Мне не нравился город, и я был рад, когда мы снова отправились в джунгли ловить носорога для раджи Паракрама. Гопал поехал с нами. Он скоро должен был покинуть Индию и хотел в последний раз поохотиться вместе с Кари. Слоны раджи доставили железные прутья туда, где водятся носороги, из них была построена огромная клетка. На сооружение ее ушло около двух недель, а когда она была готова, мы завалили ее лианами, ветвями и молодыми деревьями. Начинали мы в полдень, а кончали работать около трех часов, и носороги знали, что люди приходят сюда, но никогда не задерживаются здесь слишком долго. Вскоре ловушка была готова, и мы положили в нее сочные стебли, которые носороги особенно любят. Два или три дня прошли тихо, а потом я потерял счет времени. Кари уходил и возвращался, когда ему вздумается, и никто не докучал ему. Как я уже говорил, хозяин Кари не расставался с ним. Однажды Гопал последовал за ним, а когда вернулся, то сказал, что с ним произошло удивительное приключение. Но нам не терпелось поймать носорога, и мы не хотели слушать. Прошла неделя, и как-то на исходе ночи мы услышали шум и какое-то рявканье. Мы сразу поняли, что носорог попался. Когда в серебристо-зеленом блеске зари медленно ожил окружающий мир, приобретая привычные очертания, мы увидели в клетке носорога; рядом под деревом стоял Кари.

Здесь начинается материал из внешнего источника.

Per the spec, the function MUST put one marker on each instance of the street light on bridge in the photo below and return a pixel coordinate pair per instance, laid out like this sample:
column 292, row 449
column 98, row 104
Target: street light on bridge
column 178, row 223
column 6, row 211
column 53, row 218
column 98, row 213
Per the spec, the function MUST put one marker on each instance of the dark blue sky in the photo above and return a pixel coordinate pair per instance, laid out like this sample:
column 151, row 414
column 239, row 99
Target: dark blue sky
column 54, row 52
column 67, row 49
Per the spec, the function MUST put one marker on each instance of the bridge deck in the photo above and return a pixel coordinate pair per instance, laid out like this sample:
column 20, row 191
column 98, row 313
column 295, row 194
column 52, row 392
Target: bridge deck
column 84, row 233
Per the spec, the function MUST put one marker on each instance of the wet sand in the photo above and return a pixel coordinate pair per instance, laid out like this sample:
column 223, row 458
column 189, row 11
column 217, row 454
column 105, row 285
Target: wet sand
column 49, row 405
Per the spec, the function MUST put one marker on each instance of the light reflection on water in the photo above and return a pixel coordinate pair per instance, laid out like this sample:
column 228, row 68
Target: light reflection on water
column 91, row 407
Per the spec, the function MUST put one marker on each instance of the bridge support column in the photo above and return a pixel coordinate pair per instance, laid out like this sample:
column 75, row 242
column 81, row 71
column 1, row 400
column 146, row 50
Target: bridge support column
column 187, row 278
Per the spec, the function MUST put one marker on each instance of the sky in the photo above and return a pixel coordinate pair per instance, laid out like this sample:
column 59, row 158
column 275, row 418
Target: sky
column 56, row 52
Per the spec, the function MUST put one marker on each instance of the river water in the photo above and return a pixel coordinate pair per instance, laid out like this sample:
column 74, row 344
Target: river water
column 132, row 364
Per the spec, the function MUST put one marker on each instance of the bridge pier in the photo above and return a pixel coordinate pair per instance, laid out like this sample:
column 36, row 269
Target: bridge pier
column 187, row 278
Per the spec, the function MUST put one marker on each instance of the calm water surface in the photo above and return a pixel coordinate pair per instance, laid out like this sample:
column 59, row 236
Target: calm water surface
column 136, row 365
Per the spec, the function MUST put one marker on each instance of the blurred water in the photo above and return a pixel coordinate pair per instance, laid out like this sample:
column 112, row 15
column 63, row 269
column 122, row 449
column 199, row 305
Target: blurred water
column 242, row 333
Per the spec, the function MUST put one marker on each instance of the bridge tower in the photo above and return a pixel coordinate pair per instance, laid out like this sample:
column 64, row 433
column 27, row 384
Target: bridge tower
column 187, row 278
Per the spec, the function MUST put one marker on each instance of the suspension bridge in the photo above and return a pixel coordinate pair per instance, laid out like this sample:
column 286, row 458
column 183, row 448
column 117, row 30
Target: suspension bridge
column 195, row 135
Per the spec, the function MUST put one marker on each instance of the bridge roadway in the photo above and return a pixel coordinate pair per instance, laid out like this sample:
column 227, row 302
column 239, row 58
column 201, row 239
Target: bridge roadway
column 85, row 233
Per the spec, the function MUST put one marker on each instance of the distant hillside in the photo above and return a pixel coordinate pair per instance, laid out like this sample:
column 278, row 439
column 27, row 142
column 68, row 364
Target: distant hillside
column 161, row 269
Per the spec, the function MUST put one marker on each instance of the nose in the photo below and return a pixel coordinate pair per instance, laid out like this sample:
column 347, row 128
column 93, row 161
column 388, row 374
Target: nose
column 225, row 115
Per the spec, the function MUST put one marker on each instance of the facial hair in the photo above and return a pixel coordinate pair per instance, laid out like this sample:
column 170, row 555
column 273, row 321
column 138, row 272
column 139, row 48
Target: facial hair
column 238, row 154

Носорог отчаянно пытался вырваться, но всюду натыкаясь на железные прутья, он бил копытами и яростно храпел. Торжествуя, мы слезли с дерева и стали разглядывать своего пленника. Это был настоящий гигант — он имел десять футов в длину и около четырех футов и семи дюймов в высоту. В клетке едва хватало для него места. При виде нас носорог пришел в неистовство. Он злобно стучал ногами и что было сил кидался грудью на железные прутья. Птицы с деревьев возвестили лесу, что случилось нечто ужасное.